I mean, I think the answer to this question and the answer to your prior question from my perspective at least is I'm not worried about collections. You highlighted the fact that, yes, it's gonna drop. I talked about the fact that it is gonna be more difficult, but even this quarter we're at 106%. That's partially August is a complicated month, a slow month, but it's also somewhat of a slowdown because it's more difficult to collect versus 110% year to date. You know, and that's a function of our underwriting and our collections capability.
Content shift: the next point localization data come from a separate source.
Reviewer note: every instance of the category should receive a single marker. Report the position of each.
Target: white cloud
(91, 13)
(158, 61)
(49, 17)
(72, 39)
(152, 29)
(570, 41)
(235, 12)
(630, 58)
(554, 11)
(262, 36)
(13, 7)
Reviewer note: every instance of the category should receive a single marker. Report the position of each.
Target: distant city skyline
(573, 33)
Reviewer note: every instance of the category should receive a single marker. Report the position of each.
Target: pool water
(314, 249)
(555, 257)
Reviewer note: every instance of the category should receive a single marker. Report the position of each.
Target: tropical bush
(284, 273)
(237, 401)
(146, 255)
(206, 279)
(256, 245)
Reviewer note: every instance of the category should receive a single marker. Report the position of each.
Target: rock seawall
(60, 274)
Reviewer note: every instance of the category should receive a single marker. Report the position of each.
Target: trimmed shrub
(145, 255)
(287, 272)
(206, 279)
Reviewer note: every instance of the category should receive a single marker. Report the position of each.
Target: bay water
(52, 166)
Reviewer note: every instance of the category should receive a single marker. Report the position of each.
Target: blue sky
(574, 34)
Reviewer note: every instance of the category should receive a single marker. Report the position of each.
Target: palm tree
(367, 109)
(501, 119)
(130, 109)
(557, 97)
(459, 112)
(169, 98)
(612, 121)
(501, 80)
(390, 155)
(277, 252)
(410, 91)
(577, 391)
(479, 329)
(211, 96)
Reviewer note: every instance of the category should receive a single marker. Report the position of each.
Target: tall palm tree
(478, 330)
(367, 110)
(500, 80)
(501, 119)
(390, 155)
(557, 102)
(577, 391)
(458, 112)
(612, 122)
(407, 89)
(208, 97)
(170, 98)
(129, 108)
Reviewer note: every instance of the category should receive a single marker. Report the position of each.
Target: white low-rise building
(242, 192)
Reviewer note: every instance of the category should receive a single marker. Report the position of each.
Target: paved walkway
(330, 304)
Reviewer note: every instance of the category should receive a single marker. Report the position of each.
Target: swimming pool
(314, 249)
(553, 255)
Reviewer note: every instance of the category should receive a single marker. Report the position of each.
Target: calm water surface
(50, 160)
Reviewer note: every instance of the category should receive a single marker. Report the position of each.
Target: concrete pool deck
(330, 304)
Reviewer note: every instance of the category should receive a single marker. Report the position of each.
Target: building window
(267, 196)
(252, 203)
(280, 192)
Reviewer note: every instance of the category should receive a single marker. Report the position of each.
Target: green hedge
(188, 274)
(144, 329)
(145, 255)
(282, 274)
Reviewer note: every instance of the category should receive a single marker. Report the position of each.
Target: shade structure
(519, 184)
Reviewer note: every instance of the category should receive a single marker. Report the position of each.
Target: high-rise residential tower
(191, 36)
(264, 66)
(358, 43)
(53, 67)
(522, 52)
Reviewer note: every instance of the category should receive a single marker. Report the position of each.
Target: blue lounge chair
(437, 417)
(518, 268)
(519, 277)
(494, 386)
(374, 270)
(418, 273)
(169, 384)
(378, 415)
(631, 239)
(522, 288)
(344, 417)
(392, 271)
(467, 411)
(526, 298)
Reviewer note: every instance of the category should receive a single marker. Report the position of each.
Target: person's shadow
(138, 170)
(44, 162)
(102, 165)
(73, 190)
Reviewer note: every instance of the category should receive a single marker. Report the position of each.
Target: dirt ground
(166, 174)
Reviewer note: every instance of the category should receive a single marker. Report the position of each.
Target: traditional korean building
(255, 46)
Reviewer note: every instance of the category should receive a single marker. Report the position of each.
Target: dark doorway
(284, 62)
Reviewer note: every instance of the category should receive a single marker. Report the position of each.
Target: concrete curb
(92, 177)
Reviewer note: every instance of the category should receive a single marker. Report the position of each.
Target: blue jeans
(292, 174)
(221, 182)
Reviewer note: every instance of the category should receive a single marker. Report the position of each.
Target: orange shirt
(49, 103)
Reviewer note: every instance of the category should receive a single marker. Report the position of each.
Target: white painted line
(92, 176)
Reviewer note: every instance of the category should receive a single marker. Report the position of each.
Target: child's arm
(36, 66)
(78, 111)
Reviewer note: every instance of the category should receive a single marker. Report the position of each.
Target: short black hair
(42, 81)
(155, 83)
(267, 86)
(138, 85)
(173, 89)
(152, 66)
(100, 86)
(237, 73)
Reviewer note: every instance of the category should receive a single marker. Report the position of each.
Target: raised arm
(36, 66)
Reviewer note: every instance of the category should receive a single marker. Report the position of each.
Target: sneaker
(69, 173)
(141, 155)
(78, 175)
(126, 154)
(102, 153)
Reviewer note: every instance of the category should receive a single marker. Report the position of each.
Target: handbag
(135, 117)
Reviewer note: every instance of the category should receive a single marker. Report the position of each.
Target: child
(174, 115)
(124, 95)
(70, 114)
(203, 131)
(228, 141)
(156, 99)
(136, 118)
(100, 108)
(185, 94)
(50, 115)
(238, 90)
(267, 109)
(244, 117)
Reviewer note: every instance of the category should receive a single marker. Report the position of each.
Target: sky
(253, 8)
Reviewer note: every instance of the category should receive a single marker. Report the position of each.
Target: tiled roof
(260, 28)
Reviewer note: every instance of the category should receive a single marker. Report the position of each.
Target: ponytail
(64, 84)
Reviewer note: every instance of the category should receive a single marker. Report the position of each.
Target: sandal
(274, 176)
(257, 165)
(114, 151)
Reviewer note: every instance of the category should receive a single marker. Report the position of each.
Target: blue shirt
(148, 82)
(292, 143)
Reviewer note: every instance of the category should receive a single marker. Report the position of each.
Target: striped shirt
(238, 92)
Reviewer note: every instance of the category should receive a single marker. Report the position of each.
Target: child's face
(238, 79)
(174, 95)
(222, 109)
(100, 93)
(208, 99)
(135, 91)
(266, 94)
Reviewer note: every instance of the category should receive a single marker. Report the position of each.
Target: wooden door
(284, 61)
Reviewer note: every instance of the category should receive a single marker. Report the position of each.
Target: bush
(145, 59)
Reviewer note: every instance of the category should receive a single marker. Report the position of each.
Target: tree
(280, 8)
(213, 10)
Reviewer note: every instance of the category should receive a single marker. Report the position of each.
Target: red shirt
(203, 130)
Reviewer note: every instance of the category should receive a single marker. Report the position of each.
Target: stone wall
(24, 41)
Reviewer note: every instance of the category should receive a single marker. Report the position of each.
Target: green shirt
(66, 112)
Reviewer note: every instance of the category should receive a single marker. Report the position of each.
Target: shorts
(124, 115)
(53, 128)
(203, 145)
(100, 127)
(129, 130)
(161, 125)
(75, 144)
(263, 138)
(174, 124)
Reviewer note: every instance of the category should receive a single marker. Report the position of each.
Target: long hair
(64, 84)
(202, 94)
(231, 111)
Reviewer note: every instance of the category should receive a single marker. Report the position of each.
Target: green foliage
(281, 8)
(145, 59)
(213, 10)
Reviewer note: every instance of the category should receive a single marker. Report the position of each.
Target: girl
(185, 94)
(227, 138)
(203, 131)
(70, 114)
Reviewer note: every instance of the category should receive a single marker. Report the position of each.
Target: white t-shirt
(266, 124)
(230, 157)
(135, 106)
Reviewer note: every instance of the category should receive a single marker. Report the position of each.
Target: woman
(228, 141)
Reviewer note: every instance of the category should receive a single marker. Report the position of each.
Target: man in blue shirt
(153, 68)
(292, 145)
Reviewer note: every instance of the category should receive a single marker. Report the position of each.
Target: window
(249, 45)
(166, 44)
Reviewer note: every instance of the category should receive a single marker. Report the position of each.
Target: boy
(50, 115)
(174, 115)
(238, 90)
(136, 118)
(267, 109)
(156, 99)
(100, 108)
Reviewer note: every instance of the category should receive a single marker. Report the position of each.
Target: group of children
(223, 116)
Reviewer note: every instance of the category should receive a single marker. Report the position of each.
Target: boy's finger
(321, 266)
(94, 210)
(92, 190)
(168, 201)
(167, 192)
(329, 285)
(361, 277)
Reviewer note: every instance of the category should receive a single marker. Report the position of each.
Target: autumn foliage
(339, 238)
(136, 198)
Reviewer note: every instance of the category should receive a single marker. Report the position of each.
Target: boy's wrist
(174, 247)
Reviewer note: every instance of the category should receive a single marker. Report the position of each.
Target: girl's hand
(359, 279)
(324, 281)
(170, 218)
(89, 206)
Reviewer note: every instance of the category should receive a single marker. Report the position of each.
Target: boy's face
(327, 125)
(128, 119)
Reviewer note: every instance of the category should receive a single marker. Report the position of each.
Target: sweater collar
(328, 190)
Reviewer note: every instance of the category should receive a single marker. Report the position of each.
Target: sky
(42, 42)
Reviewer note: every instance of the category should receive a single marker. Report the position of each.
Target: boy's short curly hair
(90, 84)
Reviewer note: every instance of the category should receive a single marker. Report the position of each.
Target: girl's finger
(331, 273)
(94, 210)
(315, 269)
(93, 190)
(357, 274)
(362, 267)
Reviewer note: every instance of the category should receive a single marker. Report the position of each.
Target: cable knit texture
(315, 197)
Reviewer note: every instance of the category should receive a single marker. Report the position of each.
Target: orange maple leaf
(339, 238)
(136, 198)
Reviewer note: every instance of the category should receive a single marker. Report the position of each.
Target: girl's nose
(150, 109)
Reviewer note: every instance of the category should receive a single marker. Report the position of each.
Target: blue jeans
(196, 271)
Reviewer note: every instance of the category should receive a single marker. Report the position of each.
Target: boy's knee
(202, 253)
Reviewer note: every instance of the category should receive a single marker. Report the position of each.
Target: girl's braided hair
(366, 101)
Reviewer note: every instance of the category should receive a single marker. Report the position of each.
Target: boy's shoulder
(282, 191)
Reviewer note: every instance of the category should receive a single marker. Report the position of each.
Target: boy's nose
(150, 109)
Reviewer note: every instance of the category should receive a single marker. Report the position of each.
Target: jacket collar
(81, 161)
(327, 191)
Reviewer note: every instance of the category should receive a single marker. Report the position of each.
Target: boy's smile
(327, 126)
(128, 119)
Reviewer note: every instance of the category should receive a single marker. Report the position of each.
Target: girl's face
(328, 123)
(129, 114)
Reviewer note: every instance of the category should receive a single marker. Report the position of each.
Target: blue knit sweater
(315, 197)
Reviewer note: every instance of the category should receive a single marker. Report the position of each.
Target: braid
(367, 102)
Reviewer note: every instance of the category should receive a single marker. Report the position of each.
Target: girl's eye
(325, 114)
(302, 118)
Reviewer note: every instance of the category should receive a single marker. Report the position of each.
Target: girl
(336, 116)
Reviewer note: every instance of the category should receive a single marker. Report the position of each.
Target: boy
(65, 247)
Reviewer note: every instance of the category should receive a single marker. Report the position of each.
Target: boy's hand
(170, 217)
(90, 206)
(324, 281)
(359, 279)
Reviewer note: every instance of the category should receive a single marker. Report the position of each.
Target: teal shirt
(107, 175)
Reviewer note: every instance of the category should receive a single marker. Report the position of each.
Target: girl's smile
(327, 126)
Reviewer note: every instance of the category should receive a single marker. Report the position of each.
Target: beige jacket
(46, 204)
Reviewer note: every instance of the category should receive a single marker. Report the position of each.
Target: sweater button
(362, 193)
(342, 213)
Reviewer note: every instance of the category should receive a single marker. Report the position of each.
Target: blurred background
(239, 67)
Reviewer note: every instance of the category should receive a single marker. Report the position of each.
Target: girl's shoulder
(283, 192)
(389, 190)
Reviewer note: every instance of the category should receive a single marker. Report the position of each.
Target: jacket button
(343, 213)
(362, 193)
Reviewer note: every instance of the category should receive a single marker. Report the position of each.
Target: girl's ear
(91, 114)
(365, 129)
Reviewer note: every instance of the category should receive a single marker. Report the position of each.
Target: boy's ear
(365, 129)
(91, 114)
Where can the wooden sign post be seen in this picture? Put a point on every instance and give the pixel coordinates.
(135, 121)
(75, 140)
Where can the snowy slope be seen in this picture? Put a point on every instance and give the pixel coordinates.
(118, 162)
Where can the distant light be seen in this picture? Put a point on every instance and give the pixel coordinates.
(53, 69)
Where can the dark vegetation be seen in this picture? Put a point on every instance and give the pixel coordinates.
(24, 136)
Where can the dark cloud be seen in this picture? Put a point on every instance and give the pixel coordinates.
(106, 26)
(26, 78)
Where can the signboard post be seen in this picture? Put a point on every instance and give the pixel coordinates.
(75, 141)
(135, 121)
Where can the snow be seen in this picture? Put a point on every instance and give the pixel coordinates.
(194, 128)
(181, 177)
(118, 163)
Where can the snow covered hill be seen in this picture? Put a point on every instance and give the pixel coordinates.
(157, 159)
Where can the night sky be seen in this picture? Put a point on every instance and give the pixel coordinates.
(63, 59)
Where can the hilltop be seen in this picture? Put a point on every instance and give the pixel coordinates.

You know, as an investor, which I have been for the last 20 years, there are not many pools of capital of SEK 40 billion or roughly speaking EUR 4 billion that produce 12%-15% unlevered returns across this level of granularity, 19,000 portfolios consistently over time. That's really only possible because our integrated business model, because that pool of capital is attached to our industrial platform in these markets and our servicing platform. Collections doesn't worry me. What we do focus on is the discipline of investing at the right level of expected return, which Michael already talked about. Performance on what we already own and what we are going to own against forecast doesn't worry me because we have the best data set, we have the best industrial capability, and we're prudent underwriters.

Lars Dueser
Director and Research Analyst, Deutsche Bank

Oh, very, very clear both. I guess the last question then, we spoke about that, book base at 80%, you know, coming from the unsecured side, 20% from the secured side. Can I just ask that 20% from the secured side, that includes the JVs, right? If I look at own balance sheet assets only, the unsecured mix is much larger.

Michael Ladurner
CFO, Intrum

No, absolutely. I mean, again, we have the breakdown for our ERC, which includes the cash returns from us to the JVs as well. If you look at that on page 32 of our presentation, secured makes up 14%, real estate 1%, unsecured 85%. We've given you the collections from two different buckets in slide 7. Around about 20% is actually on the larger end, right? To really simplify it there.

Lars Dueser
Director and Research Analyst, Deutsche Bank

No, very clear. Clearly the secured assets sitting in the JVs, I mean, the cash contribution from these JVs is clearly different as we know, right? Because you are not expecting to receive any cash at least out of the Intesa JV for the next three years or so as you pointed out.

Andrés Rubio
Acting President and CEO, Intrum

Correct.

Lars Dueser
Director and Research Analyst, Deutsche Bank

Very clear. Okay, thank you.

Andrés Rubio
Acting President and CEO, Intrum

Thank you for your questions.

Operator

Thank you. This concludes our question and answer session. I would like to turn the conference back to Andrés Rubio for any closing remarks. Over to you, sir.

Andrés Rubio
Acting President and CEO, Intrum

No, I would just like to thank everyone for their time. We're incredibly proud of the result, and we look forward to engaging with some of the market participants on a more one-on-one basis going forward. Thank you for your time today to listen to this call and for your questions.